Private Property South Africa
Cathy Nolan

You might think that building an extra garage or bathroom, or extending your lounge, is a case of locating a contractor and starting to build. It’s not that simple.

The National Building Regulations and Building Standards Act (103 of 1977) states that you may not erect, alter, add to or convert any building without te prior approval of the relevant local authority. While it might seem frustrating, this Act protects both the person doing the build and neighbours whose properties may be affected.

Plans and approvhals won’t be needed if, for example, you plan to retile your bathroom. But if you want to make changes that require a second bathroom to be added, something that would affect sewage disposal and may affect your rates, then the Act comes into play.

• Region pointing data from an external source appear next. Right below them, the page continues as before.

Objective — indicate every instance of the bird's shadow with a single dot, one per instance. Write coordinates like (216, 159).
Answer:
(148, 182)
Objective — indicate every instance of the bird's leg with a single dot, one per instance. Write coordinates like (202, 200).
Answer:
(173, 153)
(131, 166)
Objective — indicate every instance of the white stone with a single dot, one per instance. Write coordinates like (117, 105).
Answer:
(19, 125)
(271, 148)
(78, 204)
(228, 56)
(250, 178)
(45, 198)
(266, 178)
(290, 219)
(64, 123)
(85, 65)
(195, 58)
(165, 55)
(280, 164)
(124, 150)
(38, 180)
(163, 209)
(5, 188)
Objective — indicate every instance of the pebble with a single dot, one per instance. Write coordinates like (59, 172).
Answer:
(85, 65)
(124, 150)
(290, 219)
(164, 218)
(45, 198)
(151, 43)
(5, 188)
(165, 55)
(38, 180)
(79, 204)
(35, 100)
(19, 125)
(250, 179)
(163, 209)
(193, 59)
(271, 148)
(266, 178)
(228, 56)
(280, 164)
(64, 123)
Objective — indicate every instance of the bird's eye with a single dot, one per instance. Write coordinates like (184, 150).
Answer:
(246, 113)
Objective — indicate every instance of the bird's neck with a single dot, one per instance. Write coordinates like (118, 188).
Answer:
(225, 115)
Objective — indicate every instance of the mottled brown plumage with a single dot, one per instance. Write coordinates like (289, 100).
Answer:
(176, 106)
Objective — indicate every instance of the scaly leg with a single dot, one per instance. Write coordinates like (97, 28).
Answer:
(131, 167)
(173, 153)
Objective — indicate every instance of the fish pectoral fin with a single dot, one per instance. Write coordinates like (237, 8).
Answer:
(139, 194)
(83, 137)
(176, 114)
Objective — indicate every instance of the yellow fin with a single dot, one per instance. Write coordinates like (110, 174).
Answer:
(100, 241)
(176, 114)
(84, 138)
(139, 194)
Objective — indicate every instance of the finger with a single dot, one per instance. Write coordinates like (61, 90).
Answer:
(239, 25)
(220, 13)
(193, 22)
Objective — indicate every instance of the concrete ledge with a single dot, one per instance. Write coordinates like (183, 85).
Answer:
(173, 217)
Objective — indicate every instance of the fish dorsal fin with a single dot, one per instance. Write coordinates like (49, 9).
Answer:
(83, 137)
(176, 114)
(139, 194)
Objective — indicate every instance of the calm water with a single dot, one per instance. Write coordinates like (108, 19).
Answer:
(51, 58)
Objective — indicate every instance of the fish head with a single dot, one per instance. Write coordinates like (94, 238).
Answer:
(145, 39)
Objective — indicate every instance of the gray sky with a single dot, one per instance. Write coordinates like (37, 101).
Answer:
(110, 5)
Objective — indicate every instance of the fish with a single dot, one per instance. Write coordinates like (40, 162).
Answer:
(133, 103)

Take a look at some of these examples to see in which circumstances you will need to submit plans for approval.

The planning phase

Before building can commence an architect will draft a set of proposed changes. It is important to make sure that the person drawing up the plans has the correct accreditation. For example, altering the structure of your home would require someone who is registered with the Engineering Council of SA.

Your architect or draughtsperson should be able to take your idea, conceptualise the scope of changes, taking into account features such as wiring and plumbing, and produce a plan for council submission and approval.

Here’s a list of various councils that may need to be contacted.

Submitting plans

Once the plans have been agreed upon by you and your architect, the next step is to submit them for approval. Each municipality has authorities that are responsible for administering building approvals. Application forms, your plans, forms from engineers who may have consulted on the plans, and copies of the title deed and zoning certificate will all need to be submitted before you will be given the green light.

Click here for the contact details of the various authorities that are responsible for reviewing plans and issuing approvals.

Even once your plans have been approved you may not jump straight into building. Your builder should notify the local Building Inspector and arrange a site inspection. The National Building Regulations and Building Standards Act prescribes three inspections: one of the foundations, another of open drains and the last one when construction has been completed.